See Swanigan v. State Farm Ins. Co.
, 99 Wis. 2d 179, 196, 299 N.W.2d 234 (1980). In other words, if a county were to incur a money judgment because of an act or omission of a campus police officer, that officer would have a duty to indemnify the county. And because the state itself must indemnify its officers, agents and employes for liabilities incurred when discharging their duties, section 895.46(1)(a), the state stands as the final indemnitor of the obligation.

78 Op. Att'y Gen. 1, 3 (1989)

  With respect to the arrangement being contemplated between the university and the county, campus police, whose statutory powers of law enforcement are confined to campus property, 68 Op. Att'y Gen. 67 (1979), would be deputized to enforce laws on noncampus property. The reason behind this proposal, I am advised, is that a particular area near the campus is
a large part of campus life. The campus police would be assigned the duty as a regular part of their job duties as university employes. The fact that they have been given arrest powers through deputization, therefore, is irrelevant to the fact that they are exercising those powers as a regular part of their jobs and, consequently, are acting within the scope of their employment for purposes of the state's indemnity obligation under section 895.46(1)(a).
sec. 895.46(1)(d), Stats. (indemnity statute protects deputies).

78 Op.
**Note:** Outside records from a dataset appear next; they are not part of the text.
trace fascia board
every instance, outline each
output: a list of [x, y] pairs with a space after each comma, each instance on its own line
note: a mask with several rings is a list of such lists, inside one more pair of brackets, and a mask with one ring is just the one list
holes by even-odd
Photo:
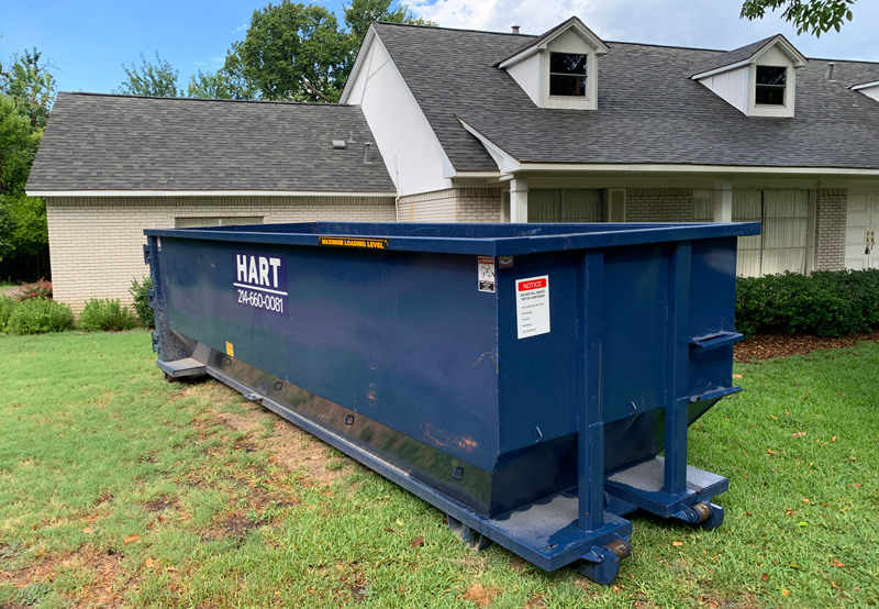
[[743, 59], [741, 62], [736, 62], [735, 64], [730, 64], [728, 66], [721, 66], [719, 68], [710, 69], [708, 71], [701, 71], [699, 74], [694, 74], [690, 78], [692, 80], [702, 80], [703, 78], [710, 78], [712, 76], [723, 74], [724, 71], [732, 71], [734, 69], [747, 66], [748, 64], [750, 64], [750, 62], [752, 62], [750, 59]]
[[502, 174], [512, 174], [521, 168], [521, 163], [519, 163], [513, 155], [479, 133], [475, 126], [468, 124], [467, 121], [460, 117], [456, 118], [458, 121], [460, 121], [460, 124], [464, 126], [464, 129], [466, 129], [474, 137], [482, 143], [482, 145], [486, 147], [486, 151], [488, 151], [488, 154], [490, 154], [494, 163], [498, 164], [498, 169], [500, 169]]
[[747, 167], [741, 165], [682, 165], [659, 163], [521, 163], [520, 171], [537, 173], [622, 173], [622, 174], [776, 174], [776, 175], [836, 175], [836, 176], [864, 176], [879, 177], [879, 167]]
[[345, 88], [342, 89], [342, 95], [338, 97], [340, 103], [347, 103], [348, 96], [351, 95], [351, 87], [353, 87], [353, 82], [357, 80], [357, 75], [360, 73], [364, 66], [364, 62], [366, 62], [366, 56], [369, 55], [368, 49], [372, 44], [372, 40], [376, 37], [376, 30], [372, 27], [372, 24], [369, 24], [369, 30], [366, 31], [366, 36], [364, 36], [364, 42], [360, 45], [360, 51], [357, 52], [357, 57], [354, 59], [354, 67], [351, 68], [351, 74], [348, 75], [348, 79], [345, 81]]
[[779, 46], [781, 48], [781, 52], [785, 55], [787, 55], [788, 58], [793, 63], [794, 68], [804, 67], [809, 63], [809, 59], [806, 59], [802, 53], [797, 51], [797, 47], [790, 44], [788, 40], [781, 34], [777, 35], [775, 38], [763, 45], [763, 47], [759, 51], [757, 51], [756, 53], [754, 53], [754, 55], [750, 56], [749, 60], [756, 62], [760, 56], [763, 56], [767, 51], [769, 51], [774, 46]]
[[397, 197], [397, 191], [344, 192], [320, 190], [27, 190], [29, 197]]

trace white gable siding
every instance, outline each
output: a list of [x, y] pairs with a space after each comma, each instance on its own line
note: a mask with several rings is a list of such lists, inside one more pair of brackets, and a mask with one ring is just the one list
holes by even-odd
[[[585, 98], [549, 96], [549, 53], [586, 54]], [[566, 110], [594, 110], [598, 108], [598, 60], [594, 46], [571, 29], [550, 41], [547, 45], [547, 51], [541, 53], [541, 55], [543, 63], [541, 78], [543, 108], [563, 108]]]
[[724, 71], [700, 80], [702, 85], [714, 91], [726, 103], [742, 112], [748, 113], [748, 66]]
[[403, 77], [376, 36], [347, 103], [359, 103], [399, 196], [452, 186], [452, 164]]
[[[755, 103], [757, 95], [757, 67], [756, 66], [785, 66], [788, 68], [787, 81], [785, 86], [785, 106], [764, 106]], [[752, 117], [793, 117], [795, 102], [797, 74], [793, 69], [793, 62], [778, 46], [767, 48], [763, 55], [757, 57], [755, 65], [750, 67], [750, 78], [748, 82], [748, 114]]]
[[507, 68], [507, 71], [522, 87], [535, 106], [541, 104], [541, 53], [535, 53]]

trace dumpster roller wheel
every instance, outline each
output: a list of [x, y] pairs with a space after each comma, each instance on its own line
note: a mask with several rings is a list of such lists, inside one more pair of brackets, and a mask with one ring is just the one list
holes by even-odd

Att'y Gen. 1, 3 (1989)

  In sum, under this proposed arrangement, the state stands as the final indemnitor, not as a result of an agreement to hold harmless, but as a matter of the operation of the statutory and common law of indemnification.

78 Op. Att'y Gen. 1, 3-4 (1989)

  Your second and third questions can be disposed of together. You inquire whether it is permissible to limit deputization to particular times, places and crimes. In my opinion the sheriff can condition continued deputization on such limitations, although that limitation does not void the county-wide power of arrest itself. A criminal defendant would not be able to escape a valid arrest because a particular deputy failed to follow the sheriff's job instructions; nor would the deputy be able to escape sanctions from the sheriff simply because the arrest was legally valid.

78 Op. Att'y Gen. 1, 4 (1989)

  Section 59.21(2) empowers sheriffs to appoint "as many other deputies as he may deem proper." Further, the sheriff may deputize persons "to do particular acts." Sec. 59.21(5), Stats.

78 Op. Att'y Gen. 1, 4 (1989)

  It is true, of course, that any deputy's arrest power is itself county-wide.
sec. 59.24, Stats., and 45 Op. Att'y Gen. 267, 269-70 (1956). But this fact hardly prevents a sheriff from confining a particular deputy or class of deputies to a particular area or task as a condition of continued deputization, even though an arrest outside the assignment could be valid. To suggest otherwise would be contrary to the references in section 59.21 to particular acts as well as to the historic breadth of the sheriff's powers to control the assignments of deputies.
Cf. Andreski v. Industrial Comm.
, 261 Wis. 234, 239-42, 52 N.W.2d 135 (1952).